A new study of an ancient meteorite challenges current theories about how rocky planets like Earth and Mars acquire volatile elements like hydrogen, carbon, oxygen, nitrogen, and noble gases as they form. The study was published in Science on June 16th. According to Sandrine Péron, a postdoctoral scholar working with Professor Sujoy Mukhopadhyay in the Department of Earth and Planetary Sciences at the University of California, Davis, “a basic assumption about planet formation is that planets first collect this volatiles from the nebula around a young star.”

Because the planet is a molten ball at this point, these elements dissolve into the magma ocean before degassing back into the atmosphere.

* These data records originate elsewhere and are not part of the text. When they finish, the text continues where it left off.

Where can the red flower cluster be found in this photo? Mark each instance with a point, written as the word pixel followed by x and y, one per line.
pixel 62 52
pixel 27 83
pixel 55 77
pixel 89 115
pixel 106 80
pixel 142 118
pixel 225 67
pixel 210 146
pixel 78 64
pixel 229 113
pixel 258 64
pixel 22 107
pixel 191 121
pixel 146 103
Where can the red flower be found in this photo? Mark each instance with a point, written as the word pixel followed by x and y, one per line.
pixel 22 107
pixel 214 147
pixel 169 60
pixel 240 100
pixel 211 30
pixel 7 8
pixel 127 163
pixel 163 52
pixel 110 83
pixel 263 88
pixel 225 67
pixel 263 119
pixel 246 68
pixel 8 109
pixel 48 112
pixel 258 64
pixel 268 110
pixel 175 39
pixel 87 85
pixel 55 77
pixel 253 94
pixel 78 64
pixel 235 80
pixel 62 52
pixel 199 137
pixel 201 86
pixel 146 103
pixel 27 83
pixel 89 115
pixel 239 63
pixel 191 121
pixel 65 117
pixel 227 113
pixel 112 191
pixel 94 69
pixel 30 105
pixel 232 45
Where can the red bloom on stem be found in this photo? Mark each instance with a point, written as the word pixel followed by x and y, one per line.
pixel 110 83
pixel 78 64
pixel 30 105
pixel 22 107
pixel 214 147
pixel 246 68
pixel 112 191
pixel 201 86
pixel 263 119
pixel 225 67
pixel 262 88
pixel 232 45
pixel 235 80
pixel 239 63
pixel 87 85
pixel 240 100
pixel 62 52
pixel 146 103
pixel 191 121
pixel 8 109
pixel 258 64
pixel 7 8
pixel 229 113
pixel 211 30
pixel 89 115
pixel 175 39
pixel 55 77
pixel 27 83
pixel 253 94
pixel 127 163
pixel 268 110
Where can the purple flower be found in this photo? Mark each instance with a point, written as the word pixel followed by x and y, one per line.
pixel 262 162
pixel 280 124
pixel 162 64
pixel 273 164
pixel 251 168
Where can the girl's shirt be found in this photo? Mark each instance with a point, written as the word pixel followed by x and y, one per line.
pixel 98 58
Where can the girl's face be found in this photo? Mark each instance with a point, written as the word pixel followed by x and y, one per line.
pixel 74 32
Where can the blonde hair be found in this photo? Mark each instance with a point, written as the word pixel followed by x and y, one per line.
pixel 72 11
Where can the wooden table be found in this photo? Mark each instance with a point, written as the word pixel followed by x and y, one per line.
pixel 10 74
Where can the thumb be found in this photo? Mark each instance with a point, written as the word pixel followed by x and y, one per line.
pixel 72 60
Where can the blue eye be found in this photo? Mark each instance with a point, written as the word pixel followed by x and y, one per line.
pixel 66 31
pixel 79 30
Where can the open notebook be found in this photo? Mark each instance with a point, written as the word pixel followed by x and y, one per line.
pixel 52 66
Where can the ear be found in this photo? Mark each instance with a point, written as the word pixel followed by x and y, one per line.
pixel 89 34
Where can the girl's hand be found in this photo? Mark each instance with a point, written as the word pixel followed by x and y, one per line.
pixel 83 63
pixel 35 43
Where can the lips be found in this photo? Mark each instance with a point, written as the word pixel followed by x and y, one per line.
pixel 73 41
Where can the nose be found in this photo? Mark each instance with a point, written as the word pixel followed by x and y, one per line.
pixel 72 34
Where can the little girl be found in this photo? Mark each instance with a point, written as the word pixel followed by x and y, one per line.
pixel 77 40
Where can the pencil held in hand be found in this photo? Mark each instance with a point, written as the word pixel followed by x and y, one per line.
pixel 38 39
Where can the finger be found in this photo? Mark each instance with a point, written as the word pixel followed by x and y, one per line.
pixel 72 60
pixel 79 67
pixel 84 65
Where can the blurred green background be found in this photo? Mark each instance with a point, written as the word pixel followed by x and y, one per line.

Later, chondritic meteorites that collide with the young planet deliver more volatile materials.

As a result, scientists anticipate that the volatile elements in the planet’s interior will reflect the composition of the solar nebula, or a mixture of solar and meteoritic volatiles, while the volatiles in the atmosphere will come primarily from meteorites. The ratios of isotopes of noble gases, particularly krypton, distinguish these two sources—solar vs. chondritic.

Mars is of particular interest because it formed relatively quickly, solidifying around 4 million years after the birth of the Solar System, whereas Earth took 50 to 100 million years. “We can reconstruct the history of volatile delivery in the Solar System’s first few million years,” Péron said.

Mars’ interior meteorite

Some meteorites that fall to Earth originate on Mars. The majority come from surface rocks exposed to Mars’ atmosphere. The Chassigny meteorite, which fell to Earth in north-eastern France in 1815, is unique in that it is thought to represent the planet’s interior.

The researchers were able to deduce the origin of elements in the rock by taking extremely precise measurements of minute amounts of krypton isotopes in meteorite samples using a new method developed at the UC Davis Noble Gas Laboratory. “Krypton isotopes are difficult to measure due to their low abundance,” Péron explained.

Surprisingly, the krypton isotopes in the meteorite match those found in chondritic meteorites rather than the solar nebula. That means that, in the presence of the nebula, meteorites were delivering volatile elements to the forming planet much earlier than previously thought, reversing conventional thinking. “The interior composition of krypton on Mars is nearly entirely chondritic, but the atmosphere is solar,” Péron explained. “It’s quite distinct.”

The findings indicate that Mars’ atmosphere could not have formed solely through mantle outgassing, as this would have given it a chondritic composition. To prevent significant mixing between interior chondritic gases and atmospheric solar gases, the planet must have acquired atmosphere from the solar nebula after the magma ocean cooled.

According to the new findings, Mars’ growth was completed before the solar nebula was dissipated by radiation from the Sun. However, the irradiation should have also blown off Mars’ nebular atmosphere, implying that atmospheric krypton must have been preserved in some way, possibly trapped underground or in polar ice caps.

“However, that would imply that Mars was cold in the immediate aftermath of its accretion,” Mukhopadhyay explained. “While our research clearly demonstrates the presence of chondritic gases in the Martian interior, it also raises some intriguing questions about the origin and composition of Mars’ early atmosphere.”

Péron and Mukhopadhyay hope that their research will spark additional research on the subject.